Bearman n’avait que 18 ans lorsqu’il a reçu un appel lui annonçant qu’il remplirait son rôle de pilote de réserve pour Ferrari en Arabie Saoudite, alors que Carlos Sainz se remettait d’une appendicite.
Le Britannique n’a eu qu’une heure d’essais libres pour se familiariser avec la SF-24, une voiture qui allait devenir vainqueur de la course et vice-champion du titre des constructeurs.
En marquant une impressionnante septième place dans la course, il a jeté les bases de son siège à temps plein chez Haas en 2025, un siège qu’il s’est approprié.
Mais ce week-end éclair n’a pas été sans épreuves et tribulations, Bearman révélant la réalité brutale de la transition depuis la Formule 2.
« Mon premier tour en FP3, c’était environ 12 secondes plus rapide que mon pole tour que j’avais fait en F2 la veille », a déclaré Bearman dans une vidéo pour la F1.
« Lors de ma première course, mon cou avait déjà disparu. Donc, je n’avais pas vraiment hâte de participer à cette course. Et ça me faisait mal. »
Ollie Bearman réfléchit à une « démarche folle »
Son coéquipier Ocon, qui a rejoint Bearman, a déclaré que rien ne pouvait préparer un pilote au stress de la F1, un sentiment partagé par Bearman, livrant un verdict quelque peu brutal sur la F2.

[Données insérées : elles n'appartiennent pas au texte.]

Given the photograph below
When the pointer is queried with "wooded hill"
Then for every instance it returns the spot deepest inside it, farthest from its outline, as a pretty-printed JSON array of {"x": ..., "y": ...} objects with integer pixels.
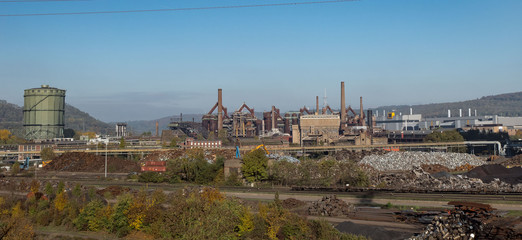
[{"x": 508, "y": 105}]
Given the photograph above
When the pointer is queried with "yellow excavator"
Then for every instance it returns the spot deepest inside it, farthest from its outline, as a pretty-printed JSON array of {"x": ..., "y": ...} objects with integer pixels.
[{"x": 261, "y": 146}]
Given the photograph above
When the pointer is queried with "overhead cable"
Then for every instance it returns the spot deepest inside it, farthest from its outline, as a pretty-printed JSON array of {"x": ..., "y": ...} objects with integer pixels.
[{"x": 176, "y": 9}]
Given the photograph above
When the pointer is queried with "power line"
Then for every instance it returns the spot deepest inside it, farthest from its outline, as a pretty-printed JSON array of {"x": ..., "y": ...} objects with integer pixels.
[
  {"x": 28, "y": 1},
  {"x": 177, "y": 9}
]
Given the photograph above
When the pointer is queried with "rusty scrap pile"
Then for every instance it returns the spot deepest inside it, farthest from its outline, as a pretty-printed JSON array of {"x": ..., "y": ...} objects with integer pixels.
[
  {"x": 86, "y": 162},
  {"x": 434, "y": 168},
  {"x": 408, "y": 160},
  {"x": 330, "y": 206},
  {"x": 470, "y": 221},
  {"x": 418, "y": 179}
]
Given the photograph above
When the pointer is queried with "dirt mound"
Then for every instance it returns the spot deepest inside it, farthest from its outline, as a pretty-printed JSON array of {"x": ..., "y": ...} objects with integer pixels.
[
  {"x": 114, "y": 190},
  {"x": 488, "y": 173},
  {"x": 87, "y": 162},
  {"x": 290, "y": 203},
  {"x": 209, "y": 154},
  {"x": 330, "y": 206},
  {"x": 357, "y": 155},
  {"x": 434, "y": 168},
  {"x": 514, "y": 161},
  {"x": 372, "y": 232}
]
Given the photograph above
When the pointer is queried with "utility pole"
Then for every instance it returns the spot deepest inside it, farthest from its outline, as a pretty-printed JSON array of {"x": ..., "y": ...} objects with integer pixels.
[{"x": 106, "y": 144}]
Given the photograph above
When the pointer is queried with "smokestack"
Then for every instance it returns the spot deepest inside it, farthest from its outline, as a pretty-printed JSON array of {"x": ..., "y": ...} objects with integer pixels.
[
  {"x": 361, "y": 113},
  {"x": 273, "y": 118},
  {"x": 157, "y": 129},
  {"x": 316, "y": 105},
  {"x": 220, "y": 109},
  {"x": 343, "y": 104}
]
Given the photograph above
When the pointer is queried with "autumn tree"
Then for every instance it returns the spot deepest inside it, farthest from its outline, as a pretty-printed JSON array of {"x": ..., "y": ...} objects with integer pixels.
[{"x": 254, "y": 166}]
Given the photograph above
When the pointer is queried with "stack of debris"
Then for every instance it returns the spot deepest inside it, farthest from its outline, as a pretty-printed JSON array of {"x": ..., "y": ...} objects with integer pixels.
[
  {"x": 330, "y": 206},
  {"x": 470, "y": 221},
  {"x": 408, "y": 160},
  {"x": 87, "y": 162},
  {"x": 357, "y": 155},
  {"x": 418, "y": 179}
]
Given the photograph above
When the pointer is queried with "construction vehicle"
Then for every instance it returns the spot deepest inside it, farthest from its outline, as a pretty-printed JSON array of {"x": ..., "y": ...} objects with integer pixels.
[
  {"x": 261, "y": 146},
  {"x": 46, "y": 162},
  {"x": 25, "y": 165}
]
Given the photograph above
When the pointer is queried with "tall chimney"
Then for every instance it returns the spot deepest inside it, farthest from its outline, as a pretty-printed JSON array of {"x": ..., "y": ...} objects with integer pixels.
[
  {"x": 316, "y": 105},
  {"x": 343, "y": 104},
  {"x": 273, "y": 118},
  {"x": 361, "y": 114},
  {"x": 220, "y": 109}
]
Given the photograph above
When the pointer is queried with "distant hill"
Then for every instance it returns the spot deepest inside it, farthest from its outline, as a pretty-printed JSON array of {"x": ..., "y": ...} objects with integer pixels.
[
  {"x": 11, "y": 117},
  {"x": 508, "y": 105},
  {"x": 138, "y": 127}
]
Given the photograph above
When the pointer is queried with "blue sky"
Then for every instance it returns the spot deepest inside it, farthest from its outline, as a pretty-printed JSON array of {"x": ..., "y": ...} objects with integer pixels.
[{"x": 138, "y": 66}]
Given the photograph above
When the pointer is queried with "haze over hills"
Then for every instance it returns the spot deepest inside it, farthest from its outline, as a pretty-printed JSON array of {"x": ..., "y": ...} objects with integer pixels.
[{"x": 508, "y": 104}]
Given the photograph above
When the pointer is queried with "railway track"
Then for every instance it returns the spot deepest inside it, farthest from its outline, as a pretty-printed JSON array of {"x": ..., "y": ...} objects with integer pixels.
[{"x": 362, "y": 195}]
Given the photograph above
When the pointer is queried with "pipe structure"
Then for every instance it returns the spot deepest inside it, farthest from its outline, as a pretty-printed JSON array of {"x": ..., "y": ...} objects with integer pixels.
[
  {"x": 316, "y": 105},
  {"x": 220, "y": 109},
  {"x": 343, "y": 104},
  {"x": 273, "y": 118},
  {"x": 361, "y": 114}
]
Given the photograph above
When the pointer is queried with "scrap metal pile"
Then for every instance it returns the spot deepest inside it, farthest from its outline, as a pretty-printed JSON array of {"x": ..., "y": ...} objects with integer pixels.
[
  {"x": 330, "y": 206},
  {"x": 409, "y": 160},
  {"x": 421, "y": 171},
  {"x": 471, "y": 221},
  {"x": 418, "y": 179}
]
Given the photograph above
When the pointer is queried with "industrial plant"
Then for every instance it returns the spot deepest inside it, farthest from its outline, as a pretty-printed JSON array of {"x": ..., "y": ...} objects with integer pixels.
[{"x": 43, "y": 113}]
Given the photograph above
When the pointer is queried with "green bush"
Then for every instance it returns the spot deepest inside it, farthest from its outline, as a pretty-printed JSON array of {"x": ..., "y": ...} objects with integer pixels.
[{"x": 153, "y": 177}]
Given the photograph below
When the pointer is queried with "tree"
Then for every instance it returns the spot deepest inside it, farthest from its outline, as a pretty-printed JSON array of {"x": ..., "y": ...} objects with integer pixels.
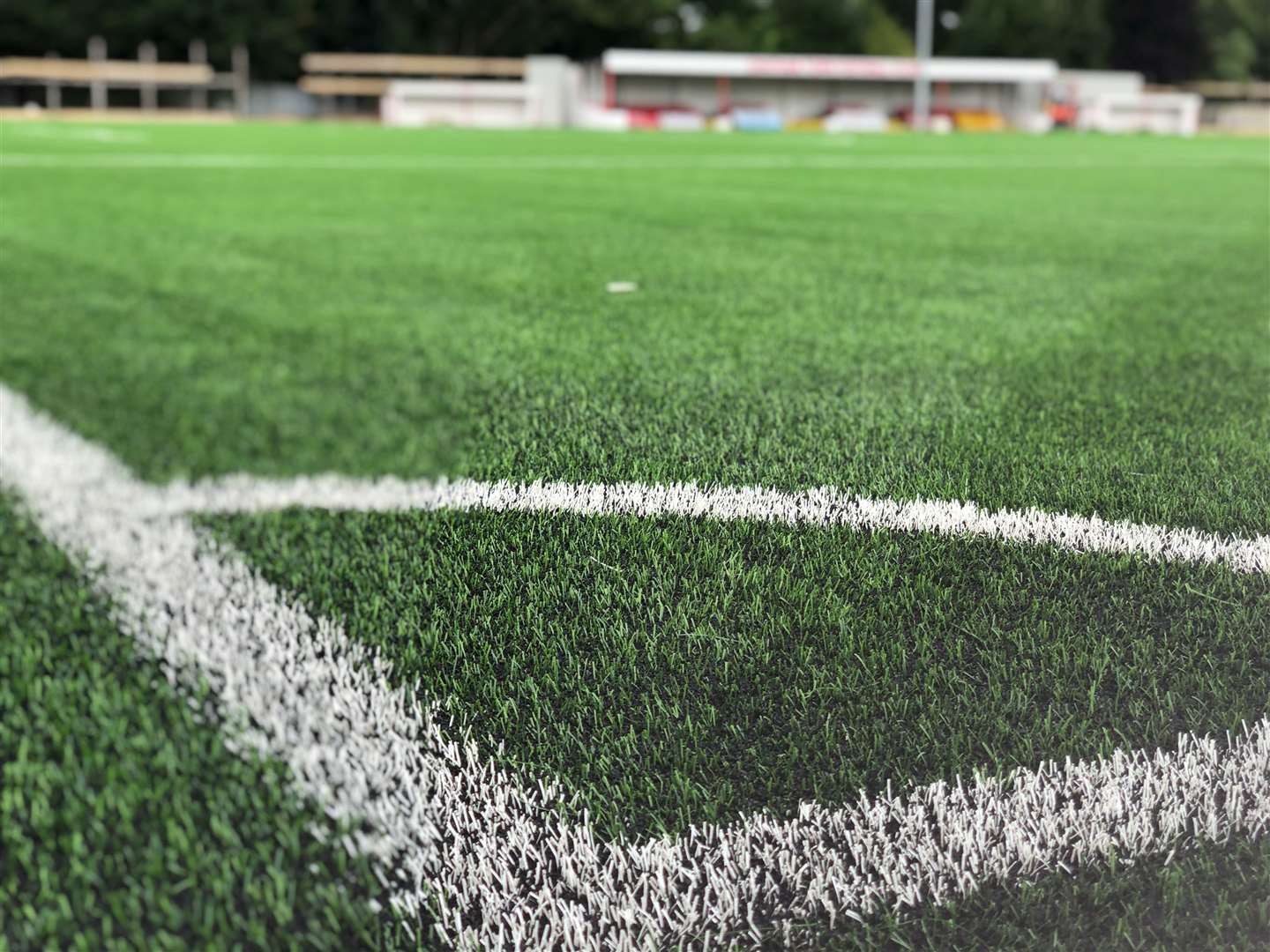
[{"x": 1160, "y": 38}]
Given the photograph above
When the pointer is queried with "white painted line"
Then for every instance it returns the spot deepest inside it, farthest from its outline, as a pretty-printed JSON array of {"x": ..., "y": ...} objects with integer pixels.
[
  {"x": 603, "y": 163},
  {"x": 826, "y": 507},
  {"x": 511, "y": 866}
]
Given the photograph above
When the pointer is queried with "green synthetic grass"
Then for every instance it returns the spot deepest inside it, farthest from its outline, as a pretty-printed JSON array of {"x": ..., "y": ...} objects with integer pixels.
[
  {"x": 1085, "y": 337},
  {"x": 124, "y": 822},
  {"x": 1088, "y": 333},
  {"x": 678, "y": 671}
]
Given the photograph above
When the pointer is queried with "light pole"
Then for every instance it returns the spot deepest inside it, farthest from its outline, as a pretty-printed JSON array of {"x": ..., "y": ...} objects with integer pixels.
[{"x": 923, "y": 80}]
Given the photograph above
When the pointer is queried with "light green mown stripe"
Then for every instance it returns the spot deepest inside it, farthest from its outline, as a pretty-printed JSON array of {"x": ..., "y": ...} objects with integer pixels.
[
  {"x": 1013, "y": 337},
  {"x": 681, "y": 671},
  {"x": 123, "y": 819}
]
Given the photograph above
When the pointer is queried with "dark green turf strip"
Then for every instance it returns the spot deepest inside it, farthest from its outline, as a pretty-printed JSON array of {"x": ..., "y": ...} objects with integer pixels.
[
  {"x": 1072, "y": 338},
  {"x": 681, "y": 671},
  {"x": 124, "y": 822},
  {"x": 1217, "y": 897}
]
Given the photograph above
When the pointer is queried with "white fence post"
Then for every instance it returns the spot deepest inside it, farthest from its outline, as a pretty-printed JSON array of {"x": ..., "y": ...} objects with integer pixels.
[{"x": 97, "y": 90}]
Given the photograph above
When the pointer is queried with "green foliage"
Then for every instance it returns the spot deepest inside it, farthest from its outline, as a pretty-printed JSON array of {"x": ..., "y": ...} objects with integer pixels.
[{"x": 1072, "y": 32}]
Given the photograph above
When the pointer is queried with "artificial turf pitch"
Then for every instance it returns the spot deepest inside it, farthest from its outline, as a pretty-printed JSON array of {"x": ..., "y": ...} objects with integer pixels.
[{"x": 1072, "y": 323}]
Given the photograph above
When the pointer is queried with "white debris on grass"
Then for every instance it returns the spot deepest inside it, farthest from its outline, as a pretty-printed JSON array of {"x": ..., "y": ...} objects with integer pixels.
[{"x": 504, "y": 865}]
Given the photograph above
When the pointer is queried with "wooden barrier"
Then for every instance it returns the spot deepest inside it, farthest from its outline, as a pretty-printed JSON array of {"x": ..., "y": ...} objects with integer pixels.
[
  {"x": 144, "y": 74},
  {"x": 344, "y": 86},
  {"x": 116, "y": 72}
]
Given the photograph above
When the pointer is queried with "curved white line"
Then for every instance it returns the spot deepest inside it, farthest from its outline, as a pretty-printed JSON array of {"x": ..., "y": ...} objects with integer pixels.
[{"x": 505, "y": 865}]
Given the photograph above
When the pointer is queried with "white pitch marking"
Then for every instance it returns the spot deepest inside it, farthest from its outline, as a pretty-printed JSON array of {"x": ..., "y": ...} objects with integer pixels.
[
  {"x": 601, "y": 163},
  {"x": 510, "y": 866},
  {"x": 823, "y": 507}
]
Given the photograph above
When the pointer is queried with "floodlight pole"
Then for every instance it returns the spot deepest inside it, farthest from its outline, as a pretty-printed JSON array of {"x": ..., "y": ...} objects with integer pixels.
[{"x": 923, "y": 79}]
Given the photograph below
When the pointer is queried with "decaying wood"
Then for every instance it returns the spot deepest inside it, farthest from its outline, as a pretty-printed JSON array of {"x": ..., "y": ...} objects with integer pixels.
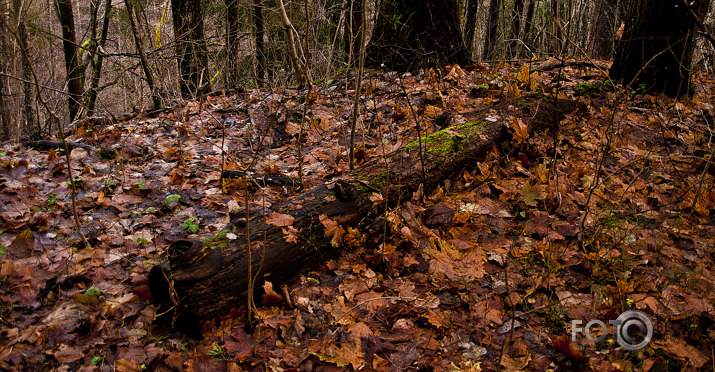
[{"x": 200, "y": 282}]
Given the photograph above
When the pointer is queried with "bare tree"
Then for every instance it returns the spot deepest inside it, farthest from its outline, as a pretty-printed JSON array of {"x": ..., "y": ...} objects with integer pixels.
[
  {"x": 490, "y": 40},
  {"x": 32, "y": 120},
  {"x": 139, "y": 43},
  {"x": 517, "y": 14},
  {"x": 188, "y": 19},
  {"x": 655, "y": 52},
  {"x": 73, "y": 67},
  {"x": 412, "y": 34},
  {"x": 96, "y": 50},
  {"x": 258, "y": 43},
  {"x": 604, "y": 28},
  {"x": 470, "y": 26}
]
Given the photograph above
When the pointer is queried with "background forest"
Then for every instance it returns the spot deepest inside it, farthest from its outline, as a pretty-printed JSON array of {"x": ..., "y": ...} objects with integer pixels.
[{"x": 325, "y": 185}]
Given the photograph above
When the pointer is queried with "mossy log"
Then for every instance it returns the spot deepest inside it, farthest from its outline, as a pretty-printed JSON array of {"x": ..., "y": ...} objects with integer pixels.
[{"x": 202, "y": 280}]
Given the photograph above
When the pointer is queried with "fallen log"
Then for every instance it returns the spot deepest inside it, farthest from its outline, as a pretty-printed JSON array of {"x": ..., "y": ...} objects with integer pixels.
[{"x": 199, "y": 281}]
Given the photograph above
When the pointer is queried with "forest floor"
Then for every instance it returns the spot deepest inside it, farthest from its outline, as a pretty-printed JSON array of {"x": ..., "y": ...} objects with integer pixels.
[{"x": 613, "y": 212}]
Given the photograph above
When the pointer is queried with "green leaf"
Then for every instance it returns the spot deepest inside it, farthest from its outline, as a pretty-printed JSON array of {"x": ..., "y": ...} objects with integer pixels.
[
  {"x": 51, "y": 199},
  {"x": 92, "y": 292},
  {"x": 173, "y": 198}
]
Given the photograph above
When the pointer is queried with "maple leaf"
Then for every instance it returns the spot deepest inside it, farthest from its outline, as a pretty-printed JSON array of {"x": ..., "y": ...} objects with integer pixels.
[
  {"x": 530, "y": 194},
  {"x": 332, "y": 230},
  {"x": 521, "y": 130},
  {"x": 23, "y": 244},
  {"x": 279, "y": 219},
  {"x": 291, "y": 234}
]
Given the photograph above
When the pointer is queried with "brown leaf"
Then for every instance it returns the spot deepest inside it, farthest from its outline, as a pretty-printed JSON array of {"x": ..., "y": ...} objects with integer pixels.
[
  {"x": 279, "y": 219},
  {"x": 332, "y": 230},
  {"x": 23, "y": 245}
]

« Exactement », a-t-il répondu à Ocon.
» Parce que la F2, pour moi, c’était facile physiquement. Le cou n’était même pas un facteur. Ensuite, j’ai fait une course de F1, et mon cou était tout. C’était une étape folle. Mais une journée amusante, une soirée amusante. «
Bearman a révélé que la présence de son père avait également rendu le week-end spécial.
« Je ne pouvais pas être stressé. J’essayais de me tenir par le cou. Qu’il partage cette expérience avec moi, debout au fond du garage, je pense qu’il souffrait de nerfs, mais c’était très spécial de partager cette journée avec lui. »
L’aveu de Bearman démontre le saut massif que les pilotes juniors font de la F2 à la F1, avec presque rien qui puisse les préparer à la brutalité d’une voiture de F1 moderne.